Breaking from my trend of reviewing a book I've just read, I have to get on my soapbox and ask, "Are these people crazy?" A "fully autonomous weapon" is one that can be used to kill a human being without human input. The May 26, 2014 issue of TIME Magazine, page 9, informs us that over the past few years, "the U.S., the U.K. and South Korea have developed drones with technology that could be repurposed to create machines with the ability to open fire without human input."
Are you kidding me? Has no one seen the Terminator movies? Ever heard of Skynet? This is insane.
The TIME article goes on to say that opposition groups have been pushing for "a ban on further developing or deploying the technology ..." Proponents have pushed back, saying a ban would be premature, and in time the technology could be advanced enough to reduce collateral damage.
Collateral damage? Is that the only thing we should worry about? Of course not. How about the fact that by distancing ourselves from actually pulling the trigger -- or pushing the button -- we make it even easier to kill without compunction. "I didn't kill those people," an officer might say. "The drone did it." Or what if we make drones more and more intelligent, so they can autonomously do our dirty work, only to lose control over them?
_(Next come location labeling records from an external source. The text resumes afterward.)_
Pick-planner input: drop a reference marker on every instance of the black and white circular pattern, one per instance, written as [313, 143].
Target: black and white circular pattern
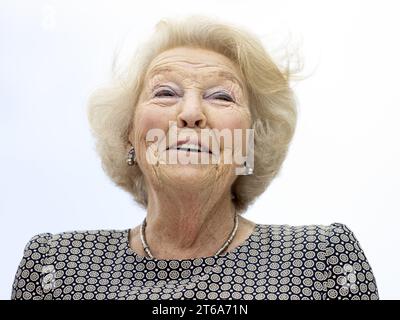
[276, 262]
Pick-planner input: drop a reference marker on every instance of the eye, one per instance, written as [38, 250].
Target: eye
[222, 96]
[165, 93]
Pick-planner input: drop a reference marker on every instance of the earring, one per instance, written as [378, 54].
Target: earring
[249, 170]
[131, 160]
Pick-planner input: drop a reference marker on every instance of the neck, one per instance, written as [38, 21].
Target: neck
[189, 224]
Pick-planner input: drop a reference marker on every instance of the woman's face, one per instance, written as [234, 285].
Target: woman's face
[188, 93]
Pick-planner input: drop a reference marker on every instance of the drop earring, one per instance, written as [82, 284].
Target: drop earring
[249, 170]
[131, 160]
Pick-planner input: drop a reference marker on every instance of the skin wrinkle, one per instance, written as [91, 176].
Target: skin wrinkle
[190, 212]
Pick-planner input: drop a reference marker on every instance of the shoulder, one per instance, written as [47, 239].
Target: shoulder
[45, 253]
[42, 241]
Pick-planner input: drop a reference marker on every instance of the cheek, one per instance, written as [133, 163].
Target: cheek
[231, 121]
[147, 119]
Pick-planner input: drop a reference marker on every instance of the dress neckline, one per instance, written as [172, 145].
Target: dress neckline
[234, 251]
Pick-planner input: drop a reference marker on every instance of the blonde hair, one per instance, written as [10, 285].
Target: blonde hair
[271, 102]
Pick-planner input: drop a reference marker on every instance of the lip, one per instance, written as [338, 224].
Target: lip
[195, 141]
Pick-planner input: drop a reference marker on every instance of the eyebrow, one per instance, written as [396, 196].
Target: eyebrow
[223, 74]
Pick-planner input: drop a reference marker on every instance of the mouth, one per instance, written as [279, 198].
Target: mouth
[189, 146]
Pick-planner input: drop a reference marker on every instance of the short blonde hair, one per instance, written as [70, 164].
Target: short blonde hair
[271, 101]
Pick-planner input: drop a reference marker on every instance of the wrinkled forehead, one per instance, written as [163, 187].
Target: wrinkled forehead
[196, 64]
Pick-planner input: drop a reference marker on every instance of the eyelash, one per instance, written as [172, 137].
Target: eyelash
[225, 97]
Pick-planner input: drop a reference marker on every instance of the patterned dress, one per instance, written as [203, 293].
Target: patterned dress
[281, 262]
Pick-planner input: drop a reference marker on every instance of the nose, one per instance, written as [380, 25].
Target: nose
[191, 113]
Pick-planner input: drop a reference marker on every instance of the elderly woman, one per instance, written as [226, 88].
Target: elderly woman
[194, 79]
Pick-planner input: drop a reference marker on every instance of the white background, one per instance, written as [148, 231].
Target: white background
[342, 165]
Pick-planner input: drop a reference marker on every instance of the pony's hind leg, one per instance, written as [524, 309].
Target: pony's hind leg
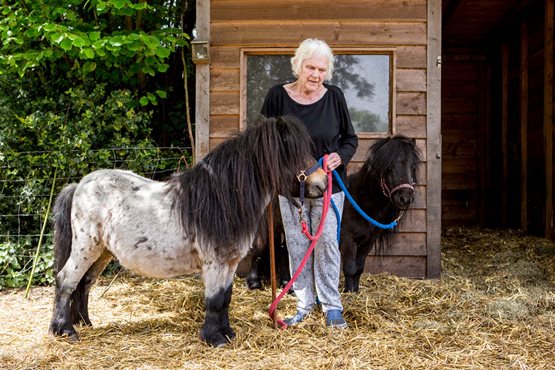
[80, 297]
[218, 286]
[67, 280]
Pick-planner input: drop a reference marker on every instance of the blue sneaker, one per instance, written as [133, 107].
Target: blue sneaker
[334, 319]
[293, 320]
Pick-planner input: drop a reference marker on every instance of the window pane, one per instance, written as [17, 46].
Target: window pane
[365, 80]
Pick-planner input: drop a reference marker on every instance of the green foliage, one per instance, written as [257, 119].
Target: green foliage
[84, 129]
[115, 41]
[79, 87]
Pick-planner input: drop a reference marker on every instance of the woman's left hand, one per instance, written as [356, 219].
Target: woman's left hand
[334, 161]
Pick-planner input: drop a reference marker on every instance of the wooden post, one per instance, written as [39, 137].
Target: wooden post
[548, 117]
[524, 126]
[504, 131]
[202, 96]
[433, 142]
[273, 279]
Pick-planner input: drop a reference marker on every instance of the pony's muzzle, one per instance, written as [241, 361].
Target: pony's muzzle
[403, 198]
[316, 184]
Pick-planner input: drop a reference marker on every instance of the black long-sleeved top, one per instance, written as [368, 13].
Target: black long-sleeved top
[327, 121]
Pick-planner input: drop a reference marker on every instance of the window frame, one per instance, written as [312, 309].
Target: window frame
[390, 52]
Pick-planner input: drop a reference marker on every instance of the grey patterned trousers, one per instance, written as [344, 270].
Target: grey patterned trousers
[320, 276]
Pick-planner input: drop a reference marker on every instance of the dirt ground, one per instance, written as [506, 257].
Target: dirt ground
[493, 308]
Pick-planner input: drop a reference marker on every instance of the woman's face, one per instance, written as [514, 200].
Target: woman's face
[313, 72]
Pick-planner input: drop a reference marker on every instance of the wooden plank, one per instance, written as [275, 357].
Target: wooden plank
[409, 56]
[289, 33]
[365, 144]
[404, 266]
[504, 130]
[411, 80]
[224, 79]
[225, 56]
[548, 117]
[223, 125]
[224, 102]
[202, 89]
[411, 126]
[411, 103]
[524, 69]
[433, 142]
[348, 10]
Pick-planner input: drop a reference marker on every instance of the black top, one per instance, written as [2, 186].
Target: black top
[327, 120]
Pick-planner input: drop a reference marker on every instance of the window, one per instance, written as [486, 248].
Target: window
[364, 76]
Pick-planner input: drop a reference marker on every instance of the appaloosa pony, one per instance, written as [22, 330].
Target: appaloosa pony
[201, 219]
[384, 190]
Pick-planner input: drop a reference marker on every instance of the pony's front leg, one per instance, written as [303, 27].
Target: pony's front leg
[67, 281]
[218, 286]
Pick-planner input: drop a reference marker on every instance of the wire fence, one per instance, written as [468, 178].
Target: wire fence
[28, 183]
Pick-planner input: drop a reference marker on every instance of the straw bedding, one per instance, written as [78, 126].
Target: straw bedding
[494, 307]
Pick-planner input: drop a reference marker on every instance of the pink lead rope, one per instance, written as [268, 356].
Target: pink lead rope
[327, 198]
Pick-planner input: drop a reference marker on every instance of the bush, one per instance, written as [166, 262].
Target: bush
[74, 133]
Opponents of this technology are hoping the U.N. will issue a ban, but that could take years to materialize. When a ban on blinding lasers was proposed to the U.N. in 1987, it took eight more years before the ban was issued and three more years before it went into effect.
I worry that the pace of technology development for military purposes may far exceed the pace at which governments can come together to agree on how to use or not use new technology.